Неухоженная, но с характером. Может, даже властная. Это ему как раз нравилось в женщинах. Он пояснил:
– Все клетки человеческого тела поглощают кислород, переносимый красными кровяными тельцами. Но если есть среди них особенно прожорливые, то это, вне сомнения, нейроны гиппокампов, их два, и расположены они в медиальных височных отделах полушарий. Их форма напоминает хвост морского конька. Потому они так и называются.
– Логично для гиппокампов…
Прежде чем продолжать, Ванденбюш изобразил улыбку:
– Мы можем представить себе эти крошечные зоны как пункты сбора воспоминаний, ответственные за передачу свежих данных, эмоций, полученных от кратковременной памяти, и перевод их к различным областям долговременной памяти.
Он умолк, заметив, что Люси с трудом успевает записывать.
– Скажите, у вас в полиции что, нет диктофонов?
Не поднимая головы от своего блокнота, Люси с раздражением взглянула на него:
– Пожалуйста, продолжайте.
Доктор подстроился под ее темп и заговорил медленнее:
– Множественные проходы информации через гиппокампы, той информации, которую человек хочет сохранить, позволяют ей остаться в коре головного мозга, в зоне, отвечающей за автобиографические события и факты эпизодической памяти, чтобы создать воспоминание. Но хоть на мгновение лишите гиппокампы кислорода или сахара, и они засохнут, как блины. И пострадает фабрика по производству воспоминаний. Речь идет о необратимых поражениях, являющихся последствиями кислородной недостаточности.

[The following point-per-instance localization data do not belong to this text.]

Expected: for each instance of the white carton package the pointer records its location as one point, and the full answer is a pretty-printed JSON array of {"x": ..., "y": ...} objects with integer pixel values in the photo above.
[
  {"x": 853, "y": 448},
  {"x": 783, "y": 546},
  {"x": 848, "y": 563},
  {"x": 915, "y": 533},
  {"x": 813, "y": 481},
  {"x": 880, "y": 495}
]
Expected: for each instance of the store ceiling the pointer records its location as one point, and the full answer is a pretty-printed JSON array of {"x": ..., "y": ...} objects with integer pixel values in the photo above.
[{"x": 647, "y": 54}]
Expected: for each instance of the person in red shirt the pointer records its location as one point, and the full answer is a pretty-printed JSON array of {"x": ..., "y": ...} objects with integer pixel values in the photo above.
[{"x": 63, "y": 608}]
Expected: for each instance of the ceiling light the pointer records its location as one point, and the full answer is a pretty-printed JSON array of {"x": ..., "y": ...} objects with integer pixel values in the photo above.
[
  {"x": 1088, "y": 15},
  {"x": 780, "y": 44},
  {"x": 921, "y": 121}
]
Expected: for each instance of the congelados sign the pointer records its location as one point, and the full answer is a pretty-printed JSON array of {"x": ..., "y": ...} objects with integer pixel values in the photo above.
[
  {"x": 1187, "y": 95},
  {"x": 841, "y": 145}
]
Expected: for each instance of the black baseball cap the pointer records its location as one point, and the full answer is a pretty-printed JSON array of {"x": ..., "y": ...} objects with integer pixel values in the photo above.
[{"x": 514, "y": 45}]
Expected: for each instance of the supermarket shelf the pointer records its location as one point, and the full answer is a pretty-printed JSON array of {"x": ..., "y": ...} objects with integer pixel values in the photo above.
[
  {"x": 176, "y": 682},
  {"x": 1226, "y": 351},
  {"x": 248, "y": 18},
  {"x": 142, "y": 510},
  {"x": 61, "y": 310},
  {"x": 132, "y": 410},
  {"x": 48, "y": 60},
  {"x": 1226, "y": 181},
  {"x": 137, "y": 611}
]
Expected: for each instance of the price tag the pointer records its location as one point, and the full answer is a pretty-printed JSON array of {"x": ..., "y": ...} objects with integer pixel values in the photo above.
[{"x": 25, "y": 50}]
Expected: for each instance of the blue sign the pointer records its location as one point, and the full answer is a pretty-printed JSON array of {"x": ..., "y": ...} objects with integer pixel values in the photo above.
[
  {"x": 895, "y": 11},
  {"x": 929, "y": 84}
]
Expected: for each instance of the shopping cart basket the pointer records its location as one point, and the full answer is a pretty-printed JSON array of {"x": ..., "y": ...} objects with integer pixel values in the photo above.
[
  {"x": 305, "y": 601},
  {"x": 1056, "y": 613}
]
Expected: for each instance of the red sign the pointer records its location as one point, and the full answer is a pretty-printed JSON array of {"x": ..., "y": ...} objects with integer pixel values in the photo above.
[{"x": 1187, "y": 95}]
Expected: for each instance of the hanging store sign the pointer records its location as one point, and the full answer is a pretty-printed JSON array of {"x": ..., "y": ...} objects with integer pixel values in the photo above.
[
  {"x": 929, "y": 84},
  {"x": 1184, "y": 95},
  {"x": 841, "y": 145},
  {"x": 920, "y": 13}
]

Отхлебнув горячего шоколада, Ванденбюш скривился. Такой же невкусный, как в клинике Свингедоу.
– Гиппокампы действительно крошечные, размером всего несколько миллиметров, что увеличивает их уязвимость. Они первыми страдают, когда кровь перестает циркулировать в мозгу. В большинстве случаев они выживают после подобных воздействий. Однако Манон тогда находилась в состоянии сильнейшего стресса. При этом уже было доказано, что глюкокортикоиды, выделенные по причине стресса, а именно кортизол, уменьшают нейрогенез в гиппокампах и атрофируют их. Подобные клинические случаи были констатированы, например, у воевавших во Вьетнаме американских солдат или у детей – жертв инцеста, которые, говоря научно, представляют наиболее благоприятную среду для повреждения памяти.
– Каков же вывод?
– Относительно Манон скажем, что асфиксия, а следовательно, нехватка кислорода серьезно повредила еще прежде пострадавшие гиппокампы.

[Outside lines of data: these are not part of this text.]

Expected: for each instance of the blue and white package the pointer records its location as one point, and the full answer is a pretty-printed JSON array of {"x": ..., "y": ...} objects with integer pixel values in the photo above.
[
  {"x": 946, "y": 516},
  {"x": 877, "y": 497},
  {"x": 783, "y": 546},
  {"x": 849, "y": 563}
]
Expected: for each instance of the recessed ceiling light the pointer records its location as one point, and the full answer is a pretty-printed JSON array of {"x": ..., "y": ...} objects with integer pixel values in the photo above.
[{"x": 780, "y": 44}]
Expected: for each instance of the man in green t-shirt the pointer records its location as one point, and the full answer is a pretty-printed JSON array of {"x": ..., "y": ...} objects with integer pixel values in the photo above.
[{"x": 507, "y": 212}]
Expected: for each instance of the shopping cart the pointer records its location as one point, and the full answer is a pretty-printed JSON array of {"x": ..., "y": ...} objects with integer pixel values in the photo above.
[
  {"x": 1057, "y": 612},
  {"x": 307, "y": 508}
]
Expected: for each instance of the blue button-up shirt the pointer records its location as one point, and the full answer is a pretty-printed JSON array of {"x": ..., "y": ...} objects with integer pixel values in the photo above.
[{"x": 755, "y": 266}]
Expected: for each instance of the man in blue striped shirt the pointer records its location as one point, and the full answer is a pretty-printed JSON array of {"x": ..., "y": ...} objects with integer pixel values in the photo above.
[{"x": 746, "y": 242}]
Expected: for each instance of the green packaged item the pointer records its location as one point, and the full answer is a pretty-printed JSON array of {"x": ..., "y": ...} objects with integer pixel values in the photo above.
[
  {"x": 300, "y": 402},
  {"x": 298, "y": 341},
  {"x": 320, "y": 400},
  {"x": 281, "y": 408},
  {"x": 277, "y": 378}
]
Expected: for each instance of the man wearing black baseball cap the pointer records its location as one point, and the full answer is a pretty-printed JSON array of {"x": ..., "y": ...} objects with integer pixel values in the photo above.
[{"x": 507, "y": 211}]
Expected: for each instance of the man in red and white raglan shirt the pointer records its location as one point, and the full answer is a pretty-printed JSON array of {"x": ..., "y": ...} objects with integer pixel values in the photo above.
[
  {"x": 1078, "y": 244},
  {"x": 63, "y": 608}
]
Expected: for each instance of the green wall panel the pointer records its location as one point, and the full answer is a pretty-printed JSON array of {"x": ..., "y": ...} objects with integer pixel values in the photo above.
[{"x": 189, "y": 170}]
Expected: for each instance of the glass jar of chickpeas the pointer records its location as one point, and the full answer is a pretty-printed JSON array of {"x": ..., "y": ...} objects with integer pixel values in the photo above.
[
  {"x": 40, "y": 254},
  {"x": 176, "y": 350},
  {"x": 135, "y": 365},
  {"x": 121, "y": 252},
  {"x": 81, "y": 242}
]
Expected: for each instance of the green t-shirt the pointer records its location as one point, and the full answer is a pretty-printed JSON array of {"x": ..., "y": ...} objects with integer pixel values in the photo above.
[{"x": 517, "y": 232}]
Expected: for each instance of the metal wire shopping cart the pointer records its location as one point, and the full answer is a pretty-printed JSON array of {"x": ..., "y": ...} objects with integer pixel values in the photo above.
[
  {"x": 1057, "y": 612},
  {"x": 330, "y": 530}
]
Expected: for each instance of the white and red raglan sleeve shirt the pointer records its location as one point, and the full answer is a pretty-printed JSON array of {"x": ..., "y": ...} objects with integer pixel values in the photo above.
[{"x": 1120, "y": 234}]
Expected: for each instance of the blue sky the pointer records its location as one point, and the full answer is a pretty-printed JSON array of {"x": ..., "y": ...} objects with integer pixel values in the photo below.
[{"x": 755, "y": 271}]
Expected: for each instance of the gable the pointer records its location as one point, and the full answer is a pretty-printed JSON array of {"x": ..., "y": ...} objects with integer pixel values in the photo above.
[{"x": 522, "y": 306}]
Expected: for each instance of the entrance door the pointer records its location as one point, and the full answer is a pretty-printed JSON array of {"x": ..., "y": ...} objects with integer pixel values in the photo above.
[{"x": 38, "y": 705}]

– Только повредила или окончательно разрушила?
– И то и другое. Если бы они были полностью поражены, у Манон проявлялись бы необратимые нарушения ощущения пространства. Она была бы совершенно дезориентирована и не способна существовать без посторонней помощи. Это, кстати, относится к основной массе моих пациентов. Однако у Манон левый гиппокамп сегодня функционирует на десять процентов своих возможностей, а благодаря нашей программе мы каждый месяц получаем дополнительный объем. Манон может хранить словесную или звуковую информацию в течение трех или четырех минут, а это даже дольше, чем если бы она ее записала и часто перечитывала.
– Выходит, ее память похожа на… затухающий огонь, который оживляют, подбрасывая дрова?
– Если хотите. А если этот огонь, как вы говорите, не поддерживать, все исчезает… Манон забывает. Чтобы закреплять в памяти, она день за днем должна слушать аудиозаписи, запуская их многие десятки раз. Ей приходится прилагать неимоверные усилия, чтобы сохранить крошечное количество информации.
– Это чертовски сложно понять. Признаюсь, мне с трудом удается.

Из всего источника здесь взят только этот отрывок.